Although the Internet, by its nature, is about sharing, copying someone else's original work without permission and posting it on your website is not the way to curate or share content. In fact, even if you name the source and post a link to the original post, you may be guilty of copyright violation, and could get sued.

Not only is copying other people's work illegal, it can cause search engines to demote your site in search results, and cause advertising networks like Google Adsense to ban you.

What is Fair Use?

Content curators often cite fair use as the reason they are allowed to use somebody else’s content. Fair use allows a person or organization to use somebody else’s copyrighted work under certain circumstances. Examples include using a copyrighted picture as part of a criticism or commentary piece, a parody—think Saturday Night Live, for example, or news reporting—using a small excerpt from an organization’s website in a story.

Fair use is determined by the courts on a case by case basis. There are few hard and fast guidelines. This makes it difficult for content creators to fall back on fair use as a basis for curating because they would likely not have the financial resources to defend a lawsuit in court. Don’t use fair use as your defense for curating. Instead, follow the curating rules to keep content owners happy.

RELATED: Top Content Marketing Mistakes

What Curating IS

Ethical content curators credit and highlight people that create outstanding work.  Unless they have specific permission from the creator to use the entire piece of content, they write their own content saying why a piece is worth reading and then link to the original. If they do have permission to use the original piece on their own site, they do it in the way specified by the creator, including credit lines and links to the original content.

How to Stay Legal

1. Ask for Permission- The copyright laws, remember, are applied on a case by case basis. Thus to be safe, even if you're using just a small excerpt from someone else's content, always contact the copyright holder of the content and get permission in email or writing. Then, be sure to quote and link to the original source. 

2. Add Your Voice- Remember, cutting and pasting is plagiarism.

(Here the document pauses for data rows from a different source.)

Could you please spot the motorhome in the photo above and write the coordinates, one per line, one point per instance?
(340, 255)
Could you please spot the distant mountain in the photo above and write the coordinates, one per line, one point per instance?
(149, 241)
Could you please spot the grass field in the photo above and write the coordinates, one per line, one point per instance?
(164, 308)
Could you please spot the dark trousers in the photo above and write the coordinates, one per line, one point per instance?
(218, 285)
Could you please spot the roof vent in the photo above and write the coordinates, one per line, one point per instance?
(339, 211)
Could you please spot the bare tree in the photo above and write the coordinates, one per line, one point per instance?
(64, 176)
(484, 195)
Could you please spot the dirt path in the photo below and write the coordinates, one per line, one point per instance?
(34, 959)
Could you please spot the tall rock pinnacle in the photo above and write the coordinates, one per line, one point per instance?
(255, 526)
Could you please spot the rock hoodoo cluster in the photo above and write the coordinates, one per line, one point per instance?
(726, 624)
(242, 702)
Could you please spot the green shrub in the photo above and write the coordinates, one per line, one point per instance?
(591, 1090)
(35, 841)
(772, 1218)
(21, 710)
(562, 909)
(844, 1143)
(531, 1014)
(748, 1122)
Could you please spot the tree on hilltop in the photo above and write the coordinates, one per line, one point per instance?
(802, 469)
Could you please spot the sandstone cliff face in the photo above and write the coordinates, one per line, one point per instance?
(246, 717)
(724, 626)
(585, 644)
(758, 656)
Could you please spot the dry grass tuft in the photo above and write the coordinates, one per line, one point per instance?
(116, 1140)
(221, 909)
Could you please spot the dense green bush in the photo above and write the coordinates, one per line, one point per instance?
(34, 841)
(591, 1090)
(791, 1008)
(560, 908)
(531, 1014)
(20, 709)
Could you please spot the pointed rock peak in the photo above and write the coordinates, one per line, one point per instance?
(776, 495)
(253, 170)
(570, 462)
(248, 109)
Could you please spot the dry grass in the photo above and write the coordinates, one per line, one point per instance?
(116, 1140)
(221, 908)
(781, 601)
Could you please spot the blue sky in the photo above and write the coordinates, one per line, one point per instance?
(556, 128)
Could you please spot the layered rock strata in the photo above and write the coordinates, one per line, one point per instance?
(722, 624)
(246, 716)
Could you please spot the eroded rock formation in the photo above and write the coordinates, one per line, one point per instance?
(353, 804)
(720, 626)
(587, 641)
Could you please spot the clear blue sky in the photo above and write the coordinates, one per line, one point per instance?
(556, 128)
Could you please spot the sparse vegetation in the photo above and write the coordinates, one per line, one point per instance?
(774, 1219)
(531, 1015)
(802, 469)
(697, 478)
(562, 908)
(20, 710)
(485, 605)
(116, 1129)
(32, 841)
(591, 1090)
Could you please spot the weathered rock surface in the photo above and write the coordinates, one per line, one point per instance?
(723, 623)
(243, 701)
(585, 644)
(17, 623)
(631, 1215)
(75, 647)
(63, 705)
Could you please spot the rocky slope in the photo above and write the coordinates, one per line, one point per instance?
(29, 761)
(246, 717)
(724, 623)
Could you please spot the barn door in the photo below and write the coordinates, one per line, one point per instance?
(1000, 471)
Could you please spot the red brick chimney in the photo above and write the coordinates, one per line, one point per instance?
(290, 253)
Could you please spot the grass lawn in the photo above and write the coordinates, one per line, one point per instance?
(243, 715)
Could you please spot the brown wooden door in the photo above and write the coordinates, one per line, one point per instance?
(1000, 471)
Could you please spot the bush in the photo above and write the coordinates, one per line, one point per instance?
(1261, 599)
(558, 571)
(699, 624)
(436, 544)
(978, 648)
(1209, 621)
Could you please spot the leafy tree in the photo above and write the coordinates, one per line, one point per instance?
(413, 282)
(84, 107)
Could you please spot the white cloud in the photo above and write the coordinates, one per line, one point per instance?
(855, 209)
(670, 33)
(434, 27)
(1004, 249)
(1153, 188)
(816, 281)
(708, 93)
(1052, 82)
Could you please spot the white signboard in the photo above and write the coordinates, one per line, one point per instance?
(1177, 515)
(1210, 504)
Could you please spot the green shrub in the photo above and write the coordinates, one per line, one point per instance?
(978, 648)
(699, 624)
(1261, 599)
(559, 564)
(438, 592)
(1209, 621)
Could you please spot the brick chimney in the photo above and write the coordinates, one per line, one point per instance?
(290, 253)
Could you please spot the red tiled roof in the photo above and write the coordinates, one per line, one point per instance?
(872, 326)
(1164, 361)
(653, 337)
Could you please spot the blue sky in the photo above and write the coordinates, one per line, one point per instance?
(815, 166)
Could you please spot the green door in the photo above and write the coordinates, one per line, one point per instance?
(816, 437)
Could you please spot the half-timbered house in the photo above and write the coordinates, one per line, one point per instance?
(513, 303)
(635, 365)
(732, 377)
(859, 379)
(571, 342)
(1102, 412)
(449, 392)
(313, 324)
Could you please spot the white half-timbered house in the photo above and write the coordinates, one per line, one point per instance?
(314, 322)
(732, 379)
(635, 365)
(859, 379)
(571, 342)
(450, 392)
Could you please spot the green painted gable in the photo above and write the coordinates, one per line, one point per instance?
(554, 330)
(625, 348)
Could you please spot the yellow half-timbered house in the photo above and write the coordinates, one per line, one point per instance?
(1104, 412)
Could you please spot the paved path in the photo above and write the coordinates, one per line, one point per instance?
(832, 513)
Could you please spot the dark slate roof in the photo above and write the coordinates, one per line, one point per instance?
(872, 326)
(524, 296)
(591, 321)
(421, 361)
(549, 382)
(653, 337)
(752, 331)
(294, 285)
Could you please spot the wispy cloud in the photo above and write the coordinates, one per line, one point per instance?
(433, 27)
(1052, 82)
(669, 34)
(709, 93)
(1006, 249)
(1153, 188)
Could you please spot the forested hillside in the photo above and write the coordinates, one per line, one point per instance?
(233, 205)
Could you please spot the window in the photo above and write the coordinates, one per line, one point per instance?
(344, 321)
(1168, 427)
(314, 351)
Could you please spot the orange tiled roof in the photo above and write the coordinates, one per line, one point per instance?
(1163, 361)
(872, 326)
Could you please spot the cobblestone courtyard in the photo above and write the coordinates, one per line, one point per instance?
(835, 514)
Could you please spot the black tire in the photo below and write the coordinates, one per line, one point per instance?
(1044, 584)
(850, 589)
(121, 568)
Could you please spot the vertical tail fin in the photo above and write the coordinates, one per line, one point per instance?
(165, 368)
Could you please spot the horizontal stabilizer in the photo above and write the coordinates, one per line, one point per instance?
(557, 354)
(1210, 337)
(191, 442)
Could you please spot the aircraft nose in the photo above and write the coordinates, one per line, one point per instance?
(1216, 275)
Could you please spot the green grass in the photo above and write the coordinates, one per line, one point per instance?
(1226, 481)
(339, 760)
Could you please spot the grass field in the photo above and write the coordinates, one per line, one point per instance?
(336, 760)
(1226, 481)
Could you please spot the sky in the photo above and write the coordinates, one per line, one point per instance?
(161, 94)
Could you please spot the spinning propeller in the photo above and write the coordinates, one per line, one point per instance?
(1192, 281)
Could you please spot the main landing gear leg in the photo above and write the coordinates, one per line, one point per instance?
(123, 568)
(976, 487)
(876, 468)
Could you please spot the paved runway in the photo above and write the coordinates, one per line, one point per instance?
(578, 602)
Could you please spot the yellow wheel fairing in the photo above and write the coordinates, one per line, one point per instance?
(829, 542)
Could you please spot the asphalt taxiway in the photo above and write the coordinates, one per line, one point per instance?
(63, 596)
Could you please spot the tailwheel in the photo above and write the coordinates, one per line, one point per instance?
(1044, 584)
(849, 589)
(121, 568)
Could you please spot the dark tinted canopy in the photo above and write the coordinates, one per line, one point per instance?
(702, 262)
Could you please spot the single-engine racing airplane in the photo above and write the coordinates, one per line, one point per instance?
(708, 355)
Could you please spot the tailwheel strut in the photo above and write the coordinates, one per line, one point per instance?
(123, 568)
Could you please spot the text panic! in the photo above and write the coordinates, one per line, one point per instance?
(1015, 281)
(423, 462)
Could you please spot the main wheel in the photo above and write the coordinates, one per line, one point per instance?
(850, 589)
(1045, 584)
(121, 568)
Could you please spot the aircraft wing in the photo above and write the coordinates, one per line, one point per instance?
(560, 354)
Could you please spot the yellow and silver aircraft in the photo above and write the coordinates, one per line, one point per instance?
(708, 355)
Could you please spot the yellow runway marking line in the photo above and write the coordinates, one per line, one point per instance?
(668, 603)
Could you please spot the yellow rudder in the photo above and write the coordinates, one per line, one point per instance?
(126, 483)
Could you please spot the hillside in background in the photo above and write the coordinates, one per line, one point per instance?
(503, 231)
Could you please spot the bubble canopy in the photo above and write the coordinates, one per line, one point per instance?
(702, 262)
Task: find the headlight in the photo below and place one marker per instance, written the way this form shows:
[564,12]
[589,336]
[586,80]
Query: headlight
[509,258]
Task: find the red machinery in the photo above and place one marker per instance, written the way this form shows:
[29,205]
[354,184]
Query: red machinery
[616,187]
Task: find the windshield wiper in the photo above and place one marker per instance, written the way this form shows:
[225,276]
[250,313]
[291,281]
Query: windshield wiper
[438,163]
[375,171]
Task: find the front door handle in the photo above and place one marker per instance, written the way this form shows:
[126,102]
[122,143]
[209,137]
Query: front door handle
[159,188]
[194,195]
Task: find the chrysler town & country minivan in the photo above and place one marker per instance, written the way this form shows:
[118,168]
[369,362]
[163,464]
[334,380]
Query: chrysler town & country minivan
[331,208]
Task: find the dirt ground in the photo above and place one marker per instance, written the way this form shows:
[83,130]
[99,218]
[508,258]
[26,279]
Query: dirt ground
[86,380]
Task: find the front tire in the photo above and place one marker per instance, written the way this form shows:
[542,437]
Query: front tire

It’s also lazy. If you simply post a YouTube video on your website using Google embed player code, you’re not breaking any laws but if you aren't adding your own comments or additional information, your readers may not regard your site as high-quality and your site probably won't rank well in search. 

Smart content curators add their own content to material they curate. For instance, they comment about the original article and perhaps expand on the concept based on their own industry knowledge. 

3. Use Other Sources- Don’t base an entire post on one piece of curated content. Research the topic and study multiple articles and videos, don't just rewrite a single piece of content. 

4. Take it Down If They Ask- If you receive a request to remove content from your site, do it immediately. As long as you comply with the request, you probably won’t hear from the person again.

5. Look for Shareable Content- Sites like YouTube, Vimeo, many blog sites, and major news organizations include options for sharing their content on your own site through RSS feeds, widgets, and share links.  

RELATED: How to Identify and Prevent Content Theft

Bottom Line

There’s a lot of debate about curation. Even the legal community disagrees on the subject. It’s always best to remain on the conservative side of these issues.

Don’t get into a legal battle. They’re time consuming and expensive and you probably don’t have a team of lawyers at the ready to defend you if a content owner decides to sue you.

If you’re going to use somebody else’s content, the safest way to defend yourself is to ask for their permission or use something that is clearly shareable. Otherwise, if you’re going to curate content, talk to an attorney. Your business is much too important to risk.